From Holden:
The Washington Post, as it has done before, manages to write an entire story about Riggs Bank copping a guilty plea to laundering money for Agusto Pinochet without mentioning the fact that President Wigglebutt’s uncle Johnathan J. Bush is a former Riggs executive, or that Joseph L. Albritton is an old Bush family friend and fundraiser.
Riggs Bank has agreed to plead guilty to a federal criminal charge and pay a $16 million fine to settle an investigation of money laundering at the D.C. bank, according to sources close to the matter.

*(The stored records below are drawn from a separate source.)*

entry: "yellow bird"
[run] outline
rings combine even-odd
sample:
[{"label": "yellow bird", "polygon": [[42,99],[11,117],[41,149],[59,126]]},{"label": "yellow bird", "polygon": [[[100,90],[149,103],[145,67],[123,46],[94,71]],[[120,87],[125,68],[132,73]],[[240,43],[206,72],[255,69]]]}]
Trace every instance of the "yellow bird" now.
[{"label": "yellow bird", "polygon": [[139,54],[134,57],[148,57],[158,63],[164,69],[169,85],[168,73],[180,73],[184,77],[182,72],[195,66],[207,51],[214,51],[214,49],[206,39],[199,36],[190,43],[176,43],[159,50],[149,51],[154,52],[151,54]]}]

The bank, which has been controlled by the family of Joe L. Albritton since 1981, has been under intense scrutiny for its handling of international and embassy clients for more than a year. In April, it agreed to pay a $25 million civil penalty as part of an agreement with federal bank regulators stemming from its handling of accounts held by diplomats and officials of the governments of Saudi Arabia and Equatorial Guinea.
[snip]
The guilty plea, which was reported this morning in the Wall Street Journal, is a rare one for a commercial bank. In recent cases of money laundering settlements with the Justice Department, banks have agreed to what is known as a deferred prosecution. That means the bank pays a fine, but does not technically plead guilty — agreeing instead to certain facts that could result in a prosecution during a period of one or more years.
The relatively small size of the fine also surprised some observers. AmSouth Bank of Alabama paid a $40 million penalty as part of its deferred prosecution agreement on similar charges last fall.
[snip]
Spokesmen for Riggs and the U.S. Attorney’s Office in Washington declined to comment. But sources said Riggs will plead guilty to one count of failing to file suspicious activity reports, required when banks become aware of potentially criminal activity involving their customers. The failure to file the report is the most basic violation of law in such cases, and the most easy to prove, say lawyers and regulators familiar with such cases.
In July, the Senate Permanent Subcommittee on Investigations detailed Riggs’s longstanding ties to former Chilean dictator Augusto Pinochet. In that inquiry, and subsequent investigations by Riggs’s own staff, the bank was found to have conducted suspicious transactions involving Pinochet, members of his family and other Chilean military officers.
The plea agreement will detail several transactions involving Equatorial Guinea and Pinochet that should have triggered suspicious activity reports.